The Assault on Fort Blakeley: The Thunder and Lightning of Battle by Mike Bunn. History Press, 2021. Paper, IBSN: 978-1467148634. $21.99.
In the four years of the Civil War, Mobile, Alabama, made itself into the best defended city in the Confederacy. Its three lines of land defenses and the multitude of torpedoes (floating mines) in its near waters turned it into a bearcat to try to capture.
The idea of capturing it was part of Union campaign strategies earlier in the war. But the mobilization necessary to do the job simply couldn’t be mustered. By late 1864 every other major Confederate port city had fallen. All signs pointed to the coming end of the war and the defeat of the Confederacy. In early August 1864 Union Admiral David Farragut had run the two forts—Morgan and Gaines—guarding the entrance to the 30-mile long Mobile Bay and captured its waters. But there was no way he could capture the heavily armored city itself.
It could only be done by an army on land. Taking it from the west or north looked out of the question. The only feasible way to capture this elephant seemed to be from the relatively less protected east.
In April 1865, seven months after Farragut had stormed the bay, a 32,000-man Union army had finally been collected—half of it at Pensacola—ready to march to Mobile from the east. The other half of this juggernaut was collected in already captured Forts Morgan and Gaines, ready to attack Spanish Fort, one of two works guarding Mobile’s east side. The most formidable of the two forts was Blakeley, a few miles north of Spanish Fort. Blakeley was the target in the crosshairs of the 16,000-man strong Union force waiting in Pensacola. Among them were Black soldiers—one of the largest concentrations of them to take part in any battle of the war. The rebel force facing this double onslaught numbered but 9,000 men.
The march to Blakeley, its siege, its assault by the Union behemoth are the subject of Mike Dunn’s fact-packed, authoritative, and amply illustrated book. He has fashioned it into more than just an historical account of the campaign; it serves also as a guide to the site for today’s tourists. Another aspect of the book that is different is various sections given over entirely to first-hand accounts by the soldiers themselves, federal and Confederate.
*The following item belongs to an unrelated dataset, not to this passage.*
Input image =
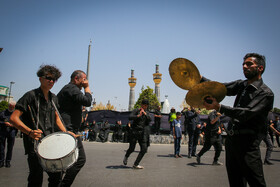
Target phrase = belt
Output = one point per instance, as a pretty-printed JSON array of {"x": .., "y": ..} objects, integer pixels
[{"x": 242, "y": 132}]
The march itself was no walk in the park. Rain that been falling had finally ended. Then the misery started. One Union soldier said his passage was over “the worst country I ever saw for an army to march through.” Brigadier General John B. Hawkins said, “The march was a severe one on the men, being attended with constant labor, making corduroy roads to get the wagons through the almost impassible swamps.” An Illinois soldier testified that, “wagons sank in the sand to the hub.” Soldiers then had to drag them out.
Arriving in front of Fort Blakely, the Union soldiers, shovels in hand, laid on a siege that turned into twenty-four-hour-long firefights for a solid week. On April 8, the other Union contingent from Forts Morgan and Gaines, after its own siege, stormed Spanish Fort and captured it.
The next day after, at 5:45 in the evening, April 9, an overwhelming wave of 15,000 Union soldiers dropped their shovels and launched their own attack on Fort Blakeley.
It was full of peril getting there. A Union sergeant pointed out that Fort Blakely, “had all manner of obstructions known…for killing, maiming and obstructing progress.” It was a deadly obstacle course over scores of landmines buried in the sand, double lines of sharp-pointed abatis, fallen timber cut down and laid in every direction, and telegraph wire stretched from stump to stump. But the attacking wave plowed through it all into the fort itself.
In the embattlements it was, as one officer said, “blue and gray…all mixed together in hand-to- hand fighting.” But the fight was so overwhelmingly one sided that it lasted only twenty minutes. A Union colonel exulted, “The last defense of Mobile was ours; the last victory won, just as the sun was sinking in the west.”
Bunn’s book is devoid of descriptions of the siege and attack on Spanish Fort. It is a work centering exclusively on Fort Blakeley, and never pretends to be anything else. Bunn is the director of Historic Blakeley State Park. One of its merits, therefore, is that it is about as close to being from the horse’s mouth at as you are likely to get.